Мальчик вытаращил глаза:
– Да ты че, мужик, сам не знаешь?!
– Итак, городское метро…
– Ну нормалек оно…
– Благодарю вас, сэр. Да, юная леди?
– Я вас уже видела однажды: на большом пожаре на Краун-хейтс в прошлом году, верно? – «Юная леди» была дамой средних лет с гигантским «пчелиным ульем» на голове. – Я считаю, что это настоящий скандал.
– Что вы имеете в виду?
– Все, абсолютно все.
– Нельзя ли конкретнее?
– А что может быть конкретнее, чем «абсолютно все»?
– Прекрасно, благодарю вас.
Репортеру все это наскучило. Он знал, что в эфир пойдут более содержательные репортажи, а его интервью полетят в корзину, разве что редакторы выберут парочку смешных диалогов, чтобы разрядить атмосферу.
– Вот вы, сэр, вы не могли бы встать вот здесь?
– Здравствуйте, Венделл. Ничего, если я буду звать вас Венделл?
– Сэр, бандиты требуют миллион за освобождение заложников. Какую позицию, по вашему мнению, должны занять городские власти?
– Я не мэр. Но будь я мэром – избави меня бог от этого! – я бы управлял этим городом получше. Значит, во-первых, я бы отменил все пособия по безработице. Потом я навел бы порядок на улицах и понизил бы цены. Затем…
Венделлу удалось перевести зевок в несколько вымученную, но все же улыбку.
Стаффорд Бедрик знал, как заставить свое знаменитое лицо служить себе. Он нес его перед собой, и оно, как лазерный луч, прожигало путь через толпу к самой сердцевине событий – к полицейскому штабу на парковке. Свита Бедрика следовала за ним – вьючные животные, нагруженные камерами, кабелями и звуковой аппаратурой.
– Инспектор? Я Стаффорд Бедрик. Как дела?
Окружной инспектор резко повернулся, но ярость мгновенно потухла: он сразу узнал лицо, которое было ему знакомо лучше собственного. Почти рефлекторно он уставился в объектив камеры и широко улыбнулся.
– Вы, наверное, меня не помните, – с притворной скромностью начал Бедрик, – но мы с вами много раз встречались. Помните, когда хулиганы пытались поджечь какого-то русского прямо перед их консульством? И еще, кажется, когда президент выступал в ООН?
– Разумеется, – ответил окружной инспектор, но затем благоразумно притушил улыбку: комиссар полиции не одобрял панибратства с прессой, усматривая здесь потенциальную опасность коррупции. – Извините, мистер Бедрик, я сейчас очень занят…

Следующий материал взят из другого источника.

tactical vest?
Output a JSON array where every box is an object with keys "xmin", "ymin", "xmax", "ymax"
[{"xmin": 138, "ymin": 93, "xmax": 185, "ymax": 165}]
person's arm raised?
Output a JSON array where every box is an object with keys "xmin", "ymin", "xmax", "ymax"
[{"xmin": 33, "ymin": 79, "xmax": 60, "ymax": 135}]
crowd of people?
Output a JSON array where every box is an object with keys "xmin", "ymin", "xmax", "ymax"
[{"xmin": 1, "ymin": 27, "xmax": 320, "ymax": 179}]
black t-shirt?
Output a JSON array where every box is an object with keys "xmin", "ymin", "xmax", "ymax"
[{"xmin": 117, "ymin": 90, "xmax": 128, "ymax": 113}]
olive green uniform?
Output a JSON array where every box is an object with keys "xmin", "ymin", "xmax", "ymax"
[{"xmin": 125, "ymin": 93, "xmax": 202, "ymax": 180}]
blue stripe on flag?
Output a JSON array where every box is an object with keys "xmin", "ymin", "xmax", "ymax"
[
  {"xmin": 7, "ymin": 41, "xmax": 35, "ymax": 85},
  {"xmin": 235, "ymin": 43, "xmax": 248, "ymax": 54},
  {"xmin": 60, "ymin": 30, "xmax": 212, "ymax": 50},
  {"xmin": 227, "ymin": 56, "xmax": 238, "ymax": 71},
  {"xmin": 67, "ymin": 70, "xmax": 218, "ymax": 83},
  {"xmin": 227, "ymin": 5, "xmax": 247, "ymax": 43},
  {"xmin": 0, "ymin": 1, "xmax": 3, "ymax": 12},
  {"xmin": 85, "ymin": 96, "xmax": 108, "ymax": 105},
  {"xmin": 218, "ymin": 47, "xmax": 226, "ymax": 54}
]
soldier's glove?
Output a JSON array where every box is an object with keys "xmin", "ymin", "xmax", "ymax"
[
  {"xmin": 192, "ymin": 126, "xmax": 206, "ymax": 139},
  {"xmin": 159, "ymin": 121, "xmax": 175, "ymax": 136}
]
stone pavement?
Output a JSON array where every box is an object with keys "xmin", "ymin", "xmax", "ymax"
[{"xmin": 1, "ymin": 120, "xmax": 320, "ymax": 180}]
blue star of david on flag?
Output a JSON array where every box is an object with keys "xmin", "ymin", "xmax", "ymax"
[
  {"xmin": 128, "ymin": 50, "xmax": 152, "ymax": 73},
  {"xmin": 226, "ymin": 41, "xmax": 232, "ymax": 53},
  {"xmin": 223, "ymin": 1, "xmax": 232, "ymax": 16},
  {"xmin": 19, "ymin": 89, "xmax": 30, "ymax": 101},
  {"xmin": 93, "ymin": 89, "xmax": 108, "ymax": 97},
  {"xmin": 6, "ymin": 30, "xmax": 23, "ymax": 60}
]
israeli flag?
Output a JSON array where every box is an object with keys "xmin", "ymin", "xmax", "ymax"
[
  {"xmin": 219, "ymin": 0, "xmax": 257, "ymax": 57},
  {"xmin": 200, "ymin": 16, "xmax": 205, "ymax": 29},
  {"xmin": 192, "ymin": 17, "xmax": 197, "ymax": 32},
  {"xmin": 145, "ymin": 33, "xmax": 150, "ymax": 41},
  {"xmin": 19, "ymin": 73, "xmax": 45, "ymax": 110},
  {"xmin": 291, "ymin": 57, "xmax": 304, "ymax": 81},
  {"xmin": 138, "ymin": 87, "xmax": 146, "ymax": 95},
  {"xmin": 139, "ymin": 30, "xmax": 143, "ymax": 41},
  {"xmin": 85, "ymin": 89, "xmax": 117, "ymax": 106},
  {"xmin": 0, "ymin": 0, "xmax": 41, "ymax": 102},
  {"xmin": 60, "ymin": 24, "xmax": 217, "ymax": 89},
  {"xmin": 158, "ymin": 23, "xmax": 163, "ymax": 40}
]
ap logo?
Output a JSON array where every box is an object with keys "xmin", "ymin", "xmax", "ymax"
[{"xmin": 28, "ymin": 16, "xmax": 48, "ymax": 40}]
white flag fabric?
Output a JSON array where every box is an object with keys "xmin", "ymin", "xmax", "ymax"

– Для вас просто Стаффорд.
– Стаффорд…
– Я понимаю, что сейчас не лучший момент для интервью, инспектор. И надеюсь, что когда-нибудь у нас с вами будет такая возможность – в моем ток-шоу «Беседы на высшем уровне». И все же: можем ли мы успокоить наших телезрителей? Можем ли мы сказать им, что полиция делает все возможное, чтобы защитить жизни несчастных заложников?
– Разумеется, мы делаем все возможное.
– Наиболее острый вопрос обсуждается сейчас, конечно, в особняке Грейси. Как по-вашему, мэр согласится заплатить выкуп?
– Это ему решать.
– Если бы это решение принимали вы, то вы заплатили бы выкуп?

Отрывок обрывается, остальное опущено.